Am liebsten wäre es dem Weingut, wenn seine edlen Produkte gar nicht erst in den freien Verkauf kämen. "Der DRC-Handel ist ein Markt der Zuteilung", sagt Böhm, der seit 30 Jahren im Geschäft ist. Rund 6000 Flaschen Romanée-Conti produziert die Domaine in normalen Jahren, zuletzt war der Ertrag jedoch eher gering.
Da die Nachfrage immer das Angebot um ein Vielfaches übersteigt, könnten DRC und der Importeur astronomische Preise aufrufen. Aber das, so Böhm, widerspreche der Tradition des Hauses.
Die Domaine diktiert die Regeln, die Preise stehen weitgehend fest. Wer eine Kiste erwerben darf, ist sofort ein paar tausend Euro reicher. Böhm verkauft deshalb vor allem an Stammkunden. "Wir wollen Spekulation vermeiden", sagt der Importeur, der jede Flasche persönlich ausliefert.
Die Flasche mit der Nummer 03645, sagt Böhm, habe er tatsächlich einem Kunden verkauft. Wie der Fälscher an die Belege kam, könne er sich nicht erklären.
Doch selbst DRC kann nicht verhindern, dass nach dem Tod eines Sammlers die Erben mitunter mehr Spaß an klingender Münze haben als an der Leidenschaft, eine Zig-Tausend-Euro-Flasche zu besitzen. Oder dass ein Afficionado in Geldnot gerät. Und egal von wem man die edlen Tropfen erwirbt: Das Risiko, betrogen zu werden, ist schwer auszuschließen.

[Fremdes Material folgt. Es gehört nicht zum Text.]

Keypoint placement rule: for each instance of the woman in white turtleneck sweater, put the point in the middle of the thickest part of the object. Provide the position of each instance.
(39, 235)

Sogar Experten wie Charlie Trotter, Inhaber eines Sterne-Restaurants in Chicago, werden Opfer von Betrügern. Voriges Jahr verkaufte Trotter eine Magnumflasche DRC, Jahrgang 1945, für 46 200 Dollar. Doch im Jahr 1945 hatte DRC keine einzige Magnumflasche abgefüllt.
Der Darmstädter Weinhändler Bürger widerstand der Versuchung, die fünf mutmaßlich gefälschten Romanée-Conti zu versilbern. Er ging zur Polizei und nahm wieder Kontakt zu Alexej Kudrin auf.

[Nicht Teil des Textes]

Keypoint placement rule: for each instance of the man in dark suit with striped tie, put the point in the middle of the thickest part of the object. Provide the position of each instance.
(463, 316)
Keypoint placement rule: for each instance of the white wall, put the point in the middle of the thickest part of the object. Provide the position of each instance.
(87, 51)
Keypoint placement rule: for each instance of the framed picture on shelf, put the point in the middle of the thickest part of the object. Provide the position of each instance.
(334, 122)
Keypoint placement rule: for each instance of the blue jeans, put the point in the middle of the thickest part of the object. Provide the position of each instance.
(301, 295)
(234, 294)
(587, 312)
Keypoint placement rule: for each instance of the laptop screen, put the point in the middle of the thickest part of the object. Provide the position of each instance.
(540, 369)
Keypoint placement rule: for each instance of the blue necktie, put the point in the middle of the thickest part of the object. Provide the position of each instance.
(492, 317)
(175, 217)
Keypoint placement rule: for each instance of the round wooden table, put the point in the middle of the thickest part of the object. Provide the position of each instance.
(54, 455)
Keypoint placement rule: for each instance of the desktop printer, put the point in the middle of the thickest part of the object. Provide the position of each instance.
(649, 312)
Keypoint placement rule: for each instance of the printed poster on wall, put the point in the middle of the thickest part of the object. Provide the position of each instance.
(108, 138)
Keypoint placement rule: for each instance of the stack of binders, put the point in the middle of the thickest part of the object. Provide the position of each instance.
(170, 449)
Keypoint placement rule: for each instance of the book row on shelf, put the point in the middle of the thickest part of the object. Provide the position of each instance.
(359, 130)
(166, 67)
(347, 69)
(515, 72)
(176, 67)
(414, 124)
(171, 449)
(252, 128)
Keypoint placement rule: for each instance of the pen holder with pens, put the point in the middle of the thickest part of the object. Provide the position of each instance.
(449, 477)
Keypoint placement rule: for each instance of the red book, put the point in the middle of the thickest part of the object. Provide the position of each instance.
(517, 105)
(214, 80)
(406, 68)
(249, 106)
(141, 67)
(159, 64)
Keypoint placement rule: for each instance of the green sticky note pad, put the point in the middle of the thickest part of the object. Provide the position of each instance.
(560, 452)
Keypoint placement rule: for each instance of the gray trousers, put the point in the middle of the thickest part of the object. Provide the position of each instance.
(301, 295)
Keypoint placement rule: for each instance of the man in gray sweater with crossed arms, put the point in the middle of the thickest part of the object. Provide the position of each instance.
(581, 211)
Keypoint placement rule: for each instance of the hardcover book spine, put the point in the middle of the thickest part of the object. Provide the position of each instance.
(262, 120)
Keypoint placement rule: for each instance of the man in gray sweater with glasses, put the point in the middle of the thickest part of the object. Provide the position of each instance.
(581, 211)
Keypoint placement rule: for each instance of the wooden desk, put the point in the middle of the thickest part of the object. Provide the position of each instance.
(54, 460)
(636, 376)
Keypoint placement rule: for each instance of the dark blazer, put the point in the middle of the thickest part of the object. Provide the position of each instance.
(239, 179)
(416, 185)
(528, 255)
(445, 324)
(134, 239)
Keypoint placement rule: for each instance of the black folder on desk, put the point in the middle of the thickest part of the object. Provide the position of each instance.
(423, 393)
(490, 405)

Die nächste Lieferung sollte aus vier Flaschen der Jahrgänge 2009 und 2010 bestehen. Der Preis: 21 500 Euro. Am 17. Oktober wollte der Russe kommen.

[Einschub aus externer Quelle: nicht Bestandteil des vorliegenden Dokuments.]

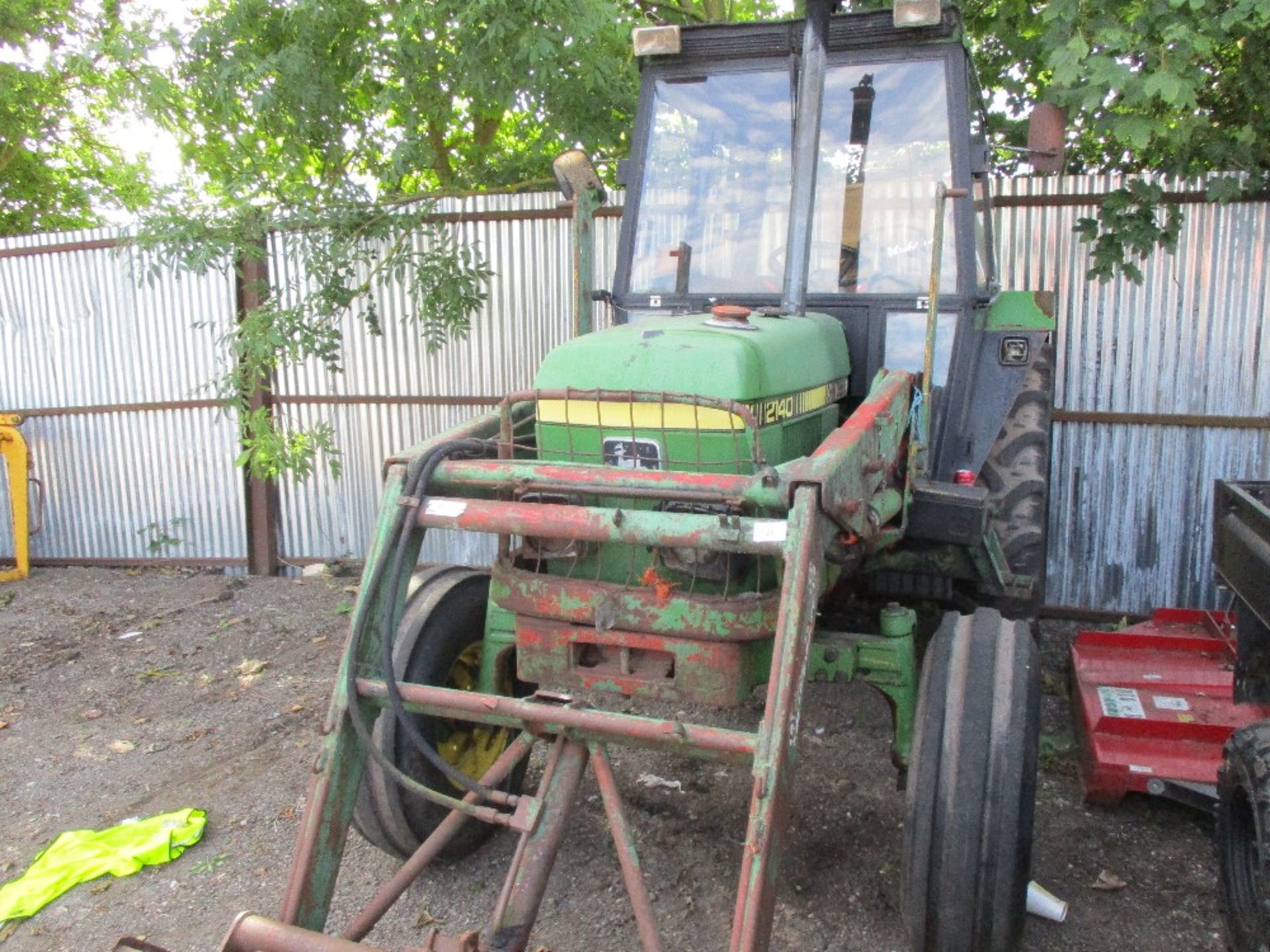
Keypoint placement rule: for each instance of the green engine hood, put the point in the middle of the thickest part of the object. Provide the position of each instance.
(683, 354)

Polizisten in Zivil sicherten die Straßen um Bürgers Weinhandel ab. Doch Kudrin erschien nicht.
Am Tag zuvor hatten Polizisten in Italien einen Weinfälscherring auffliegen lassen, ein Vater und sein Sohn kamen in Untersuchungshaft. Ermittler vermuten, dass Kudrin zur Bande gehörte. Er wird jetzt mit Haftbefehl gesucht.
* Kopie des mutmaßlich gefälschten Ausweispapiers.